И опять мы движемся в неизвестном для меня направлении. Тюкает тросточка, шуршит плащ. Дважды он помогает мне одолеть лестницу. Тринадцать каменных ступенек вниз, потом точно столько же - вверх. Я считал. И судя по выбоине на седьмой ступеньке, лестница была одна и та же...
И вот я снова по инерции тычусь носом во что-то твердое у него подмышкой.
- Ну вот и все, кажется, пришли, - переводит дух Ричард Иванович Зоркий. - Тэ-экс, и где же они тут, наши ключики...
Он долго и безуспешно роется в карманах. Сопит, позвякивая мелочью, обхлопывает себя.
- Батюшки-светы, - растерянно бормочет он, - а ведь связочка-то казенная!..
А меня вдруг точно осеняет. Господи, как нет-нет да и осеняло там, в прошлом существовании.
- Минуточку! Одну минуточку, - говорю я, отстраняя Ричарда Ивановича. - Тут, кажется, ключи ни к чему...
И нащупываю его на дверной панели - накладной, за четырнадцать долларов купленный в Бруклине, на Фултон-стрит.
Щелкает секретная пипочка, я поварачиваю головку...
- Только без паники, - бормочу я. - Спокойствие, терпение, выдержка...
Дверь у меня просевшая, я слегка приподнимаю ее за ручку. И он хватает меня за запястье, этот несусветный Ричард Иванович, и шепчет, шепчет, попахивая тухлятинкой:
- Царица всемилостивая!.. От лица слу... О!.. Препокорнейше... Господи! Господи!.. Ах, если б вы знали, если б вы только... Ах, дорогой вы мой товарищ Тюхин! И ведь так-то кстати, так, не побоюсь этого слова, вовремя!.. И что, и действительно, как на лифте?! Ну да, ну да... Нет, вы даже представить себе...
- Ну... ну, почему же... не... - тужусь я. - Да что ее перекосило, что ли? Ну, почему же... не мо...

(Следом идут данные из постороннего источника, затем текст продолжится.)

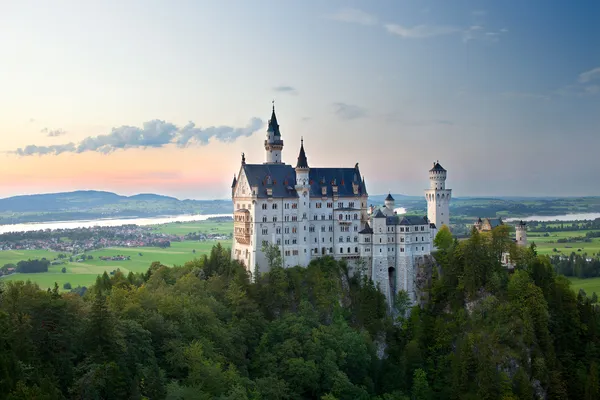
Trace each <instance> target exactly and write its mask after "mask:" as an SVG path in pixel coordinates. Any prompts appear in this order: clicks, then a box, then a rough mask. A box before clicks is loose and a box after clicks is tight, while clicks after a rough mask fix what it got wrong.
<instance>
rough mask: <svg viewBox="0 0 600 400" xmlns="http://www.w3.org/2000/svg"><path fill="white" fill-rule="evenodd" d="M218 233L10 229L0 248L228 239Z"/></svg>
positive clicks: (146, 227) (66, 245) (69, 247)
mask: <svg viewBox="0 0 600 400" xmlns="http://www.w3.org/2000/svg"><path fill="white" fill-rule="evenodd" d="M229 238H230V236H228V235H223V234H218V233H190V234H187V235H177V234H168V233H162V232H156V231H153V228H152V227H143V226H137V225H126V226H118V227H92V228H76V229H62V230H44V231H33V232H13V233H5V234H2V235H0V251H7V250H49V251H55V252H59V253H65V254H80V253H83V252H87V251H92V250H99V249H103V248H107V247H128V248H131V247H159V248H166V247H170V246H171V242H181V241H184V240H195V241H200V242H202V241H206V240H223V239H229Z"/></svg>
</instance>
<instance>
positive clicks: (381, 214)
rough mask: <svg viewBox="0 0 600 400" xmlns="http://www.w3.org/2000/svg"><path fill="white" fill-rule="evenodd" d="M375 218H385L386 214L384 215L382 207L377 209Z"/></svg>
mask: <svg viewBox="0 0 600 400" xmlns="http://www.w3.org/2000/svg"><path fill="white" fill-rule="evenodd" d="M373 218H385V215H383V213H382V212H381V210H380V209H377V212H376V213H375V216H374V217H373Z"/></svg>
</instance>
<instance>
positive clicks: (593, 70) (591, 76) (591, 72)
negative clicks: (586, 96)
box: [579, 67, 600, 83]
mask: <svg viewBox="0 0 600 400" xmlns="http://www.w3.org/2000/svg"><path fill="white" fill-rule="evenodd" d="M598 78H600V67H598V68H594V69H591V70H589V71H585V72H582V73H581V74H579V82H581V83H586V82H589V81H592V80H594V79H598Z"/></svg>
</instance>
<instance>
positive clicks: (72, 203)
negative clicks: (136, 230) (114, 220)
mask: <svg viewBox="0 0 600 400" xmlns="http://www.w3.org/2000/svg"><path fill="white" fill-rule="evenodd" d="M230 212H231V201H228V200H179V199H176V198H174V197H169V196H162V195H157V194H149V193H144V194H138V195H134V196H122V195H118V194H116V193H111V192H102V191H94V190H86V191H75V192H65V193H49V194H35V195H25V196H14V197H9V198H6V199H0V224H14V223H26V222H47V221H69V220H76V219H98V218H129V217H153V216H160V215H182V214H225V213H230Z"/></svg>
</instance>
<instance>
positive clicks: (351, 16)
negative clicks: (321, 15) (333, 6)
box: [329, 8, 377, 25]
mask: <svg viewBox="0 0 600 400" xmlns="http://www.w3.org/2000/svg"><path fill="white" fill-rule="evenodd" d="M329 18H331V19H334V20H336V21H342V22H350V23H354V24H360V25H375V24H377V18H376V17H375V16H373V15H371V14H369V13H367V12H364V11H362V10H359V9H357V8H344V9H342V10H339V11H338V12H337V13H335V14H333V15H331V16H330V17H329Z"/></svg>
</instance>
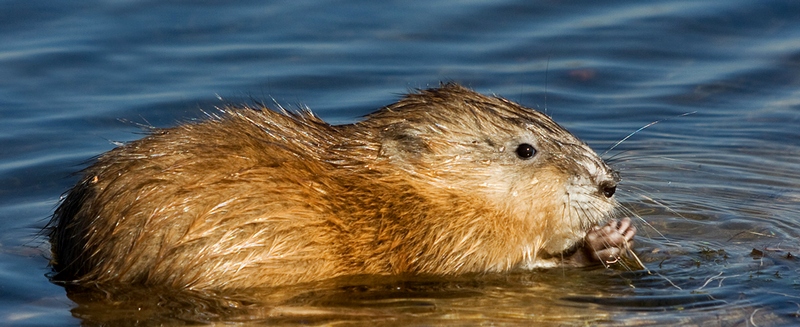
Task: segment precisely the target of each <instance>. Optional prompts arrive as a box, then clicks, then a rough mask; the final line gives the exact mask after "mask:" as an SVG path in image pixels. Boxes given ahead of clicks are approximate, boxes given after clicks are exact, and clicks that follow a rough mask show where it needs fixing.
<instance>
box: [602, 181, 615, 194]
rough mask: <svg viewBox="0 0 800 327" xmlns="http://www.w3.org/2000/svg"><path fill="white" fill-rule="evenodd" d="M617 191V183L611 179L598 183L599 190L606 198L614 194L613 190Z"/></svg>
mask: <svg viewBox="0 0 800 327" xmlns="http://www.w3.org/2000/svg"><path fill="white" fill-rule="evenodd" d="M616 191H617V184H616V183H614V182H611V181H605V182H602V183H600V192H602V193H603V195H605V196H606V197H607V198H610V197H612V196H614V192H616Z"/></svg>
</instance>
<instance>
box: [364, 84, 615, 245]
mask: <svg viewBox="0 0 800 327" xmlns="http://www.w3.org/2000/svg"><path fill="white" fill-rule="evenodd" d="M368 121H369V122H370V123H374V124H377V125H375V126H374V127H376V128H377V129H378V130H380V133H381V135H380V139H381V141H380V142H381V148H380V154H379V157H380V158H382V159H384V160H386V161H388V162H389V163H390V164H391V165H394V166H396V167H399V168H400V170H401V171H404V172H407V173H408V174H409V176H410V177H409V178H410V179H413V180H414V181H415V182H417V183H421V185H425V186H424V187H427V188H428V189H429V190H435V191H434V192H428V193H437V194H438V196H440V197H442V198H448V197H449V198H451V199H452V198H453V197H461V198H463V197H471V199H469V200H468V201H461V203H472V204H474V205H475V206H484V207H488V208H491V209H492V210H491V211H490V212H491V213H488V214H486V217H481V218H480V219H483V220H485V223H486V224H487V226H498V224H499V226H503V225H507V226H508V225H510V226H515V228H517V230H518V232H517V233H523V234H525V235H526V237H525V238H524V239H523V240H521V241H523V242H525V243H526V246H527V247H529V248H532V249H531V250H532V251H533V252H536V251H538V250H544V251H546V252H547V253H548V254H551V255H555V254H558V253H562V252H564V251H565V250H567V249H569V248H571V247H572V246H574V245H575V244H576V242H578V241H580V240H581V239H582V238H583V237H584V236H585V235H586V232H587V231H588V230H589V229H590V228H591V227H592V226H594V225H596V224H598V223H599V222H601V221H602V220H605V219H606V218H608V217H609V216H610V214H611V213H612V212H613V210H614V208H615V207H616V206H617V202H616V200H615V199H614V198H613V195H614V192H615V190H616V185H617V182H618V180H619V177H618V175H617V174H616V173H615V172H614V171H612V170H611V169H610V168H609V167H608V166H607V165H606V164H605V163H604V162H603V161H602V160H601V159H600V158H599V157H598V156H597V154H595V152H594V151H592V150H591V149H590V148H589V147H588V146H587V145H586V144H585V143H584V142H582V141H580V140H579V139H577V138H576V137H575V136H573V135H572V134H571V133H569V132H568V131H567V130H565V129H564V128H562V127H561V126H559V125H558V124H557V123H555V122H554V121H553V120H552V119H550V118H549V117H548V116H546V115H544V114H542V113H540V112H537V111H534V110H532V109H528V108H524V107H522V106H520V105H518V104H515V103H513V102H511V101H508V100H505V99H502V98H498V97H487V96H484V95H481V94H478V93H476V92H473V91H471V90H468V89H466V88H463V87H461V86H458V85H455V84H446V85H443V86H442V87H441V88H439V89H431V90H425V91H421V92H419V93H416V94H411V95H408V96H407V97H405V98H404V99H403V100H401V101H399V102H398V103H396V104H394V105H391V106H389V107H386V108H384V109H383V110H381V111H379V112H377V113H375V114H373V115H371V116H370V117H369V119H368ZM474 212H485V211H480V210H476V211H474ZM516 241H520V240H516ZM534 255H535V253H534Z"/></svg>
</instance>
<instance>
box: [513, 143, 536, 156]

И дверь подается! Я тяну ее на себя, скрипучую, непривычно тяжелую, я открываю ее и... слепну. Но теперь уже самым натуральным образом. Слепну от света, от яркого, непереносимо весеннего света, так и резанувшего по глазам!
Заслоняясь рукой, как от электросварки, я делаю шаг на уличную панель, да-да! - на асфальтовую такую, изрисованную мелом, и жмурюсь, жмурюсь...
...и все плывет, все зыбится, как под водой. И голова кругом, как после затяжки с голодной отвычки. И некто смутный, полурентгеновский, с белыми глазами, белой козлиной бороденкой, взмахивая шляпой, тоже, заметьте, белой - взмекивает:
- Милости... м-ме... просим! Что?.. Что с вами, счастье мое? Так вы что - всерьез, у вас что, действительно... м-ме... слепота?!
- Да говорю же вам - куриная, - обливаясь слезами, говорю я.
- А вот это зря! И чтоб - ни-ни, ни в коем разе! Слышите?! На носу себе зарубите: моргать, жмуриться, а уж тем паче - тереть глаза таким, как вы, строго... м-ме... возбраняется!